In our session this week, I told my therapist that my new writing group has saved me – hyperbole, in a physical sense, but she knows me well enough to understand how true it is. My therapist is the one, after all, who pushes me to “write about it” any time a painful memory dogs me or some confusion or frustration consumes me; when I’m in crisis, the first thing she asks about is how it’s affected my writing. Early on in our longer-term work (once I was out of the emotional ICU), she made me draw a big, colorful sign that says WRITING IS YOUR ANCHOR and tape it somewhere I’d see it every day.*
All of this is to illustrate the extent of understanding that writing, and maybe even more so being a writer, is a core part of my identity. And over the past few years, as I’ve grown away from my writing- and publishing-saturated life in London, I’ve felt more and more like that core part of me is dying. Writing my second book re-enervated it, with a fury, but the manuscript has mostly languished since I finished the second revision, and I’ve felt myself wasting away again, despite my desperate attempts to bring myself back to life with the help of the publishing industry (yes, this is a laughable and pitiable desire).
My husband has misinterpreted my desperate drive to publish again as a sort of (admittedly classic, for me) warped approval-junkie behavior, as if a book deal is the ‘A’ without which I’ll never feel good enough. He’s not wrong, entirely – I do carry around an unfillable void that craves endless validation – but that explanation never felt entirely right either. It wasn’t until I joined a writing group, responding to a post on a local Reddit thread and getting very lucky with the caliber of the other participants, that I finally understood that what I’d been missing this whole time was a community.
I suppose I’d known it on some level – after all, while I did hope doing an MFA would help guide me back to fiction, I also swooned at the idea of discussing writing and critiquing literature with a bunch of other writers every day – but it took the writing group to show me that I could find a sense of community outside the structured (and sometimes impenetrable) framework of an MFA course or a publishing relationship. Once my need had eased a little and I could think more clearly, I realized that the unidentifiable portion of my desperation to publish again, the thing that went beyond validation or ‘career success,’ was a longing for other voices.
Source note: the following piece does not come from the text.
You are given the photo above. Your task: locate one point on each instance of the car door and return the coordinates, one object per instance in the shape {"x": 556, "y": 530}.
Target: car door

It’s funny, because memoir often gets a bad rap for being essentially self-absorbed; years ago, when Navel Gazing was just a twinkle in my brain, an acquaintance asked me “why I thought anyone would be interested in my life.” But (obviously) I’ve never really bought the angle that writing memoir is about thinking you’re more interesting than anyone else. At its best, I think memoir is about other people: connecting with them; making them feel less alone; encouraging them to tell their own stories; and, yes, helping them understand your (the writer’s) perspective. I didn’t write Navel Gazing because I wanted to tell the world all my personal body business and open up the darkest parts of me to the light** – I wrote it because I felt alone, but I’d spoken to enough people about their body image issues to know logically that I wasn’t. It was my attempt to ‘be the change’: write the book you wish to see in the world.
When Navel Gazing was published, the reviews were all over the place. It was a bit of a Marmite book, which meant, of course, that I fixated on the negative reviews (and some of them were…really harsh). But periodically I would read a review or even get a personal message that made it clear that my story had connected with someone, made her feel less alone, less crazy – those moments made any negativity supremely worthwhile.
Anyway, this isn’t a story about that publishing experience, even though I know the length of my digression would indicate otherwise – this is a rumination on how publishing is about starting conversations, creating and cementing communities across regions and class levels and (especially in the days of the internet and audiobooks) pretty much any other kind of barrier you can think of. I got a hit of that in my first go-around, and I’ve been jonesing for another ever since I realized I did in fact have a second book in me.
My writing group may not provide the breadth of contact that a book deal offers, but having fresh eyes on my work every month, and hearing these relative strangers’ responses to my writing, soothes my feelings of isolation and inspires me to keep producing. And the surprising thing is that it’s not just about the feedback I get – the process of closely reading and discussing the other writers’ work, has been almost more invigorating than receiving. I’d forgotten that my perspective has value, not only when it’s shared through my own stories but when it’s turned on others’ work as well. Being of use to the other writers is fulfilling and inspiring in a way I hadn’t known to miss.
So, no, nobody in my writing group saved me from falling off a cliff or jumped in front of a bullet for me, but each of them has saved my life nonetheless. Thanks to them, I make space in my monthly routine for writing and analysis, and I can feel that core part of my identity perking up and beginning to unfurl.
And that’s worth everything.
* I put it above my desk, which means I see it when I’m in the office…I should really move it to the bedroom or bathroom or kitchen.
** In fact, as I’ve said many times before, the only way I was able to be so honest and vulnerable was by being certain nobody would want to publish it.